Pretty Girl Gone (Mac McKenzie #3) - Page 84/94

“He came to me—”

“Coach Testen?” Mallinger repeated.

“He borrowed my truck. He said he wanted to move some stuff out of Josie’s place. Later, when he brought it back, it was like this. I asked him about it. You gotta know I asked him about it. Look what he did to my truck. I asked him and Coach says, he says, ‘Looks like we don’t need to worry about McKenzie anymore.’ ”

Mallinger grabbed my wrist and squeezed hard to keep me from speaking.

“When did this happen?” she said.

“Yesterday morning,” Hugoson said. “He took the truck at about seven. He brought it back just before noon.”

“He said, ‘We don’t need to worry about McKenzie, anymore.’ Exactly those words.”

“Yes.”

“What else did he say?”

“He said to keep my mouth shut or he’d fuck me over, too.”

“Coach said that?”

“Not those exact words, but that’s what he meant.”

“You didn’t do anything about it?”

“No.”

“What about Josie?”

“I didn’t hear about Josie until—until later that night.”

“What did you think when you heard about Josie?”

“I thought Coach must’ve fucked him, too.”

“Still you did nothing?”

Mallinger scowled again when I asked, “What does he have on you, Gene?”

Hugoson began massaging his temples.

“A while ago, he and Josie—they asked me if I had—They said they didn’t want to go through a dealer. They asked . . . shit. I gave them some anhydrous ammonia.”

Shit is right.

“What is anhydrous ammonia?” Mallinger asked.

“It’s a chemical fertilizer,” Hugoson said. “Farmers use it in the spring and fall to add nitrogen to the soil.”

“It’s also a chief ingredient in the manufacture of methamphetamine,” I added. “Did you know Coach Testen and Josie were cooking meth?”

“No, but . . .”

“But what?” asked Mallinger.

“I knew they weren’t growing soybeans.”

“Why didn’t you come forward?” Mallinger asked. “If you knew they were cooking meth, why didn’t you say so? When Josie was killed . . .”

“I couldn’t. Don’t you see? I gave Coach the fertilizer. Later, when he brought the truck back, he told me if I said anything, he’d take me down with him, claim I was in on it. What could I do? Tell me, what could I do?
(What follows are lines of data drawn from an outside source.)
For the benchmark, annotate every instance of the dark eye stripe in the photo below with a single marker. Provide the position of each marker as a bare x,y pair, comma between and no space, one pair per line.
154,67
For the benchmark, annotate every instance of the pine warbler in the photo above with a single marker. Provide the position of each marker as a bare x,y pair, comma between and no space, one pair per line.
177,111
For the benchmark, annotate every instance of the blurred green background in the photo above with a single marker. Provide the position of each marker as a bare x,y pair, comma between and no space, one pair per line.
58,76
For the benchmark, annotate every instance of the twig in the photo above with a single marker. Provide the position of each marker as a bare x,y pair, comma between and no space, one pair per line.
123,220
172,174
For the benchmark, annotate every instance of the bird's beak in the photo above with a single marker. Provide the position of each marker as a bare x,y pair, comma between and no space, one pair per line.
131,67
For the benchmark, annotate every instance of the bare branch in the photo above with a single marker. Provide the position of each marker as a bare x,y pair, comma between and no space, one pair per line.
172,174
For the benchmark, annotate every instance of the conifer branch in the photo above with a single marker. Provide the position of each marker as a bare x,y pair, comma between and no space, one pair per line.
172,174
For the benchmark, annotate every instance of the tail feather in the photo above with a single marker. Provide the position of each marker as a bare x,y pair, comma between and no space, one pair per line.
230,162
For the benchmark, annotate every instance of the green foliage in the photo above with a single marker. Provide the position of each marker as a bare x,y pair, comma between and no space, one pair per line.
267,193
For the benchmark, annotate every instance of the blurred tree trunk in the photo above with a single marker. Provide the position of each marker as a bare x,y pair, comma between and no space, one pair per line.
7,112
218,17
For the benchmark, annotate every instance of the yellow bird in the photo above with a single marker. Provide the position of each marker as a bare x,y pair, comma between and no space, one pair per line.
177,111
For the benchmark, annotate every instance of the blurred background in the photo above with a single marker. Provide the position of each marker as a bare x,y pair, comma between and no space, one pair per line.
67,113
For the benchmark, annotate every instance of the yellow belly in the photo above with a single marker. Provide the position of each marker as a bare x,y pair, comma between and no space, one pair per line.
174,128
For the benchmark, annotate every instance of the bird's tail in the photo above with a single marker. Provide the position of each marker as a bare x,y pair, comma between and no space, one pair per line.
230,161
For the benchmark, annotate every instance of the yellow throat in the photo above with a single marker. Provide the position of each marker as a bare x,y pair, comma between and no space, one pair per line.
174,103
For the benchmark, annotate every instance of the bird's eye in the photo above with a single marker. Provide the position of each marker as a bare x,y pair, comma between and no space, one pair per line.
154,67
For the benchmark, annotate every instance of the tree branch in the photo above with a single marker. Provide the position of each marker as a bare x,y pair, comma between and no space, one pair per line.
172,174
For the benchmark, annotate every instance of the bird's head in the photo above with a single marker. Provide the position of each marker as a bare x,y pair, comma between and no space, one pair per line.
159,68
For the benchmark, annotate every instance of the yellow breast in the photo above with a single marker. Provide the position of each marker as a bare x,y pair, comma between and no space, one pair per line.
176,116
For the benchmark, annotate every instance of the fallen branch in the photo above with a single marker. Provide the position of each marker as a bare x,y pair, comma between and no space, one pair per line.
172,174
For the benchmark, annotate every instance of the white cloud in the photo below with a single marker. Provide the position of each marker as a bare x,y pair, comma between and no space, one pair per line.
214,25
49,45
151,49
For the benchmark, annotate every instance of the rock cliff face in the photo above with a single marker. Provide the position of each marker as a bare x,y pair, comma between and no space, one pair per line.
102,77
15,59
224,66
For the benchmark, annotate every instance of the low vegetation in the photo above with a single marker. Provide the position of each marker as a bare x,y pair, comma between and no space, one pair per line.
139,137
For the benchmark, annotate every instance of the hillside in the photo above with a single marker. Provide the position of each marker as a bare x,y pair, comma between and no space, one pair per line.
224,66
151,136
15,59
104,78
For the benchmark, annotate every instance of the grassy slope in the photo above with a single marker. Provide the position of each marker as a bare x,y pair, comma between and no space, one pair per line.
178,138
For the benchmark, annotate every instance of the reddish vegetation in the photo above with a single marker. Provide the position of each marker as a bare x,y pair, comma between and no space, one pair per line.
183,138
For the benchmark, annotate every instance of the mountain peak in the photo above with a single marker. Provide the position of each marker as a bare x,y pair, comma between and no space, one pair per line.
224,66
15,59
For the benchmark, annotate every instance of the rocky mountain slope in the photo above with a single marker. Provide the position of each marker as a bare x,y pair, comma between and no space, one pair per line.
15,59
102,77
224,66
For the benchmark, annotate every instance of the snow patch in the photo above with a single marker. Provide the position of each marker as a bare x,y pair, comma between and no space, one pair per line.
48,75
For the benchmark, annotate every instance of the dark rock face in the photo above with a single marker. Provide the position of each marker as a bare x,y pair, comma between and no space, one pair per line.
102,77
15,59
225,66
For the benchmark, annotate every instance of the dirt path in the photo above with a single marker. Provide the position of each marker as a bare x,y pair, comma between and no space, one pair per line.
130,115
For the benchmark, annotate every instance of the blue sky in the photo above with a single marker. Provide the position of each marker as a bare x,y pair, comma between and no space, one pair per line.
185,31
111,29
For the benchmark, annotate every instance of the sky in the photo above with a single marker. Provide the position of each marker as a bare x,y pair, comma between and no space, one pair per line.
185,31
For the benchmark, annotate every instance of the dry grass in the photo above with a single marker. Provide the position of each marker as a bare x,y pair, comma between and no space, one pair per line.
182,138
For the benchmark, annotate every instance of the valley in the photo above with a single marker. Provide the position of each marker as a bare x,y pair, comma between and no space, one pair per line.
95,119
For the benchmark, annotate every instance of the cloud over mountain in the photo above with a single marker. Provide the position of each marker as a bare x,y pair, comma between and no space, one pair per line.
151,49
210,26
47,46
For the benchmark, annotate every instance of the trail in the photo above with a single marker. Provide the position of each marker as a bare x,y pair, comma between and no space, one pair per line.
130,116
Even if I beat the meth rap, I’m not supposed to go anywhere near the bad thing. They would have violated my parole sure as shit. I can’t go back to prison.”

“Why did you give him the fertilizer in the first place?”

“He was my coach.”

It was one of the few things Hugoson said that I understood. I’ve had coaches I would have walked through fire for.

“Josie and the Coach dealing meth,” Mallinger said. “It doesn’t make sense.”

“It makes perfect sense,” I told her.

“How does it make perfect sense?”

“People deal drugs for only one reason. Money. Josie needed a lot of cash for his pull-tab enterprises, and Coach—I saw his house, his car, his clothes. I didn’t think of it at the time, but he does awfully well for a retired high school basketball coach.”

“Not much money in coachin’ high school ball,” Hugoson said. “Coach had his pension—thirty years in the school system. He figured the town owed him more. He figured it shoulda done better by him. He had, whatchamacallit, illusions of grandeur.”

“Delusions,” I said.

“What?”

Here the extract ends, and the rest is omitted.